I'm using the AvailableNow trigger in spark streaming.
This trigger should process all data from the source in batches according to https://spark.apache.org/docs/latest/structured-streaming-programming-guide.html#triggers
Bug Report:
- Actual behavior
The stream start and processes first batch, then it terminates. - Expected behavior
The stream start and processes all available data, in microbatches, then terminates - Spark version
3.3.0 - spark-eventhubs artifactId and version
com.microsoft.azure:azure-eventhubs-spark_2.12:2.3.22
It seems like the support for the 'AvailableNow' trigger might not be implemented?
My code:
val connectionString = ConnectionStringBuilder(namespace_str)

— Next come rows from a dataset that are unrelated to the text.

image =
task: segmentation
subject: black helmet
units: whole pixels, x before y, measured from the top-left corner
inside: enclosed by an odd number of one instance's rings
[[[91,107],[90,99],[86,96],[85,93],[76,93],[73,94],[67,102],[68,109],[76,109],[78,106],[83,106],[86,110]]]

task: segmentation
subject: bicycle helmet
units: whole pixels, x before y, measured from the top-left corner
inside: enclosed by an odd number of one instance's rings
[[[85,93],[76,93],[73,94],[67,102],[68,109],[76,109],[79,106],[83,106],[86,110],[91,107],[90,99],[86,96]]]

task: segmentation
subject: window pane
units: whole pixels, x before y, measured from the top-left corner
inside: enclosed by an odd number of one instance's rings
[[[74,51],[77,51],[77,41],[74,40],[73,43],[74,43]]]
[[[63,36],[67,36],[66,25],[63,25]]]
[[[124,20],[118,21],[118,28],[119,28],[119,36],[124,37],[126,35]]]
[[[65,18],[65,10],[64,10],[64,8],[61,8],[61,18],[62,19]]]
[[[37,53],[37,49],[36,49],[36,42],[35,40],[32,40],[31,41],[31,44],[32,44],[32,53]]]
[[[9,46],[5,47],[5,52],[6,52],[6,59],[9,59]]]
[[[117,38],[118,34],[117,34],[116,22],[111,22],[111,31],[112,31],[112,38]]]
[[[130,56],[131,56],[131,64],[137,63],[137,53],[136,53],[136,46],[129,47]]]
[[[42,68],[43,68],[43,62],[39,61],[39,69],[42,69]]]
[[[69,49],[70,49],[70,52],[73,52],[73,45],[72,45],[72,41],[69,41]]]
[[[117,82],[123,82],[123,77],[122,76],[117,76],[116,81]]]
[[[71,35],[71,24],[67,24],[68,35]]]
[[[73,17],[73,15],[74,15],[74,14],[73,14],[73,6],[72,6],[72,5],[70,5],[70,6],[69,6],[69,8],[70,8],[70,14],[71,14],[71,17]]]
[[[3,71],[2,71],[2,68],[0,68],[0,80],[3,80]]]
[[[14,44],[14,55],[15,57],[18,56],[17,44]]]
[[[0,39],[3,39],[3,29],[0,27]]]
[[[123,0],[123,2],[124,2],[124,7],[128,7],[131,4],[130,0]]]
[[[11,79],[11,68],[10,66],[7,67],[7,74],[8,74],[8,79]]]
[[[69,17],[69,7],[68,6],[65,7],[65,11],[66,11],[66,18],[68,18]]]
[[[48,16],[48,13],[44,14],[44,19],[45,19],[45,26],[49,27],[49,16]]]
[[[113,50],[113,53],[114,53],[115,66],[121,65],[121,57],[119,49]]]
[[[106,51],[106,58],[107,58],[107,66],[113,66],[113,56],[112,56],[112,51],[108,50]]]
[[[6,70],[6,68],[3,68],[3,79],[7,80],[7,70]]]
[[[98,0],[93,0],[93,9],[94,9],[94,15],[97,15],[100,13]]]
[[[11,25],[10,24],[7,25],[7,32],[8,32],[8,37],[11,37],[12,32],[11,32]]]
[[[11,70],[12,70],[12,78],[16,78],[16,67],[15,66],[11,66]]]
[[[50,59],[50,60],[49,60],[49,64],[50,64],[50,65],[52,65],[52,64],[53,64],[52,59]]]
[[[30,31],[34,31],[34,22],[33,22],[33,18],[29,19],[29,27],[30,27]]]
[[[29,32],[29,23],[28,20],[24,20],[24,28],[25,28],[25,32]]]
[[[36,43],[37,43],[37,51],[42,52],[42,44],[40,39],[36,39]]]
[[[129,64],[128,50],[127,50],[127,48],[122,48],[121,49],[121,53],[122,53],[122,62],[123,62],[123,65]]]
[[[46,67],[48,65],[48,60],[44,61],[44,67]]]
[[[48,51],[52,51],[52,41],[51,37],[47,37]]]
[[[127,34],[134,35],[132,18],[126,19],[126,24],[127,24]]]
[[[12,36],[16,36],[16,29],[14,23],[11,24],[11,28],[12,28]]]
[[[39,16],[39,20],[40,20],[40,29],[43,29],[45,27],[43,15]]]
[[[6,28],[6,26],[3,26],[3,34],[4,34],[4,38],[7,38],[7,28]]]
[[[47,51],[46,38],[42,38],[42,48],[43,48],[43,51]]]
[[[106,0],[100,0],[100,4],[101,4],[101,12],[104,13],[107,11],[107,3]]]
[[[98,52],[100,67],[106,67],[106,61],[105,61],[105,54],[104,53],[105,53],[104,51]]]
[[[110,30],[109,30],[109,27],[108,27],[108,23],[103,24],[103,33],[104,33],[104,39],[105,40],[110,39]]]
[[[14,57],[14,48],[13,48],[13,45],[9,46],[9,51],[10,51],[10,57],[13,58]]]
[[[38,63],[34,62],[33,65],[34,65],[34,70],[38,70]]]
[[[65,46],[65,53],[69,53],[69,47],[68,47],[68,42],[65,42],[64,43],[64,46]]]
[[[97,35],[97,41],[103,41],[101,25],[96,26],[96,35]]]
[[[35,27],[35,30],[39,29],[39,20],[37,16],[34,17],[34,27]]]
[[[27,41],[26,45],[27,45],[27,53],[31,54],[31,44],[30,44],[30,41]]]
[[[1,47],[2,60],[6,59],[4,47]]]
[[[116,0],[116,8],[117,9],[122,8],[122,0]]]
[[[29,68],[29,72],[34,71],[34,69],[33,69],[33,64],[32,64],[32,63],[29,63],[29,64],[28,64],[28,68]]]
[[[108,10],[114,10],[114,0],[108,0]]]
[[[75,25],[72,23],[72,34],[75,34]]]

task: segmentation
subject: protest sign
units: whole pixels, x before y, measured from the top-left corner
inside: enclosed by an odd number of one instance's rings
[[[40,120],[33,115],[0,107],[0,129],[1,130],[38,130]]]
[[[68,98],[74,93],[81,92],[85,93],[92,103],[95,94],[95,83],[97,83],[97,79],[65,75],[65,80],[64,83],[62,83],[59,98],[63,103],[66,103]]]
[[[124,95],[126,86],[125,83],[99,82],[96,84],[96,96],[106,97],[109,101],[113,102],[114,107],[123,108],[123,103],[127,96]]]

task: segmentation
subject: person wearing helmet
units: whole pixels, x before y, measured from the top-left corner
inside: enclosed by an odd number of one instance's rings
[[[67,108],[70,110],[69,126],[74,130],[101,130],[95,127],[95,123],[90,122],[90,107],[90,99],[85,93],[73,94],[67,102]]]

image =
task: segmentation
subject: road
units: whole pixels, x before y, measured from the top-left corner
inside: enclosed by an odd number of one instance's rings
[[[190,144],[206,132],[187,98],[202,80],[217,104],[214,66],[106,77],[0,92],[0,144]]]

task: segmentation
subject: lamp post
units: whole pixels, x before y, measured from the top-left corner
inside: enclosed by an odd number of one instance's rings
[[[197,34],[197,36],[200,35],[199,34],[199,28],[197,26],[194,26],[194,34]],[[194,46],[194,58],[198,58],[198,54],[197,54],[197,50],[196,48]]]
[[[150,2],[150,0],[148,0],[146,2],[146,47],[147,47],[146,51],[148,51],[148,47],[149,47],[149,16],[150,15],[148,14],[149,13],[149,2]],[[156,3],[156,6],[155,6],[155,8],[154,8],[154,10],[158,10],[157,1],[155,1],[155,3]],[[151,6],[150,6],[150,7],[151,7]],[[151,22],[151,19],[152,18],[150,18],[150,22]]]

.setEventHubName("myhubname")
.build
val ehConf = EventHubsConf(connectionString)
.setConsumerGroup("myconsumergroup")
.setMaxEventsPerTrigger(1000)
val inStream = spark.readStream.format("eventhubs").options(ehConf.toMap).load()
val outStream = inStream.writeStream
.outputMode("append")
.format("delta")
.option("checkpointLocation", checkpointLocation)
.trigger(Trigger.AvailableNow).toTable("mytablename")
I have previously asked a question related to this on Stack Overflow (in Pyspark though)
https://stackoverflow.com/questions/74025485/is-spark-streaming-availablenow-trigger-compatible-with-azure-event-hub
Hi, I am facing the same issue. Is there any fix on this @yamin-msft @hmlam? If yes, by when will this feature be available?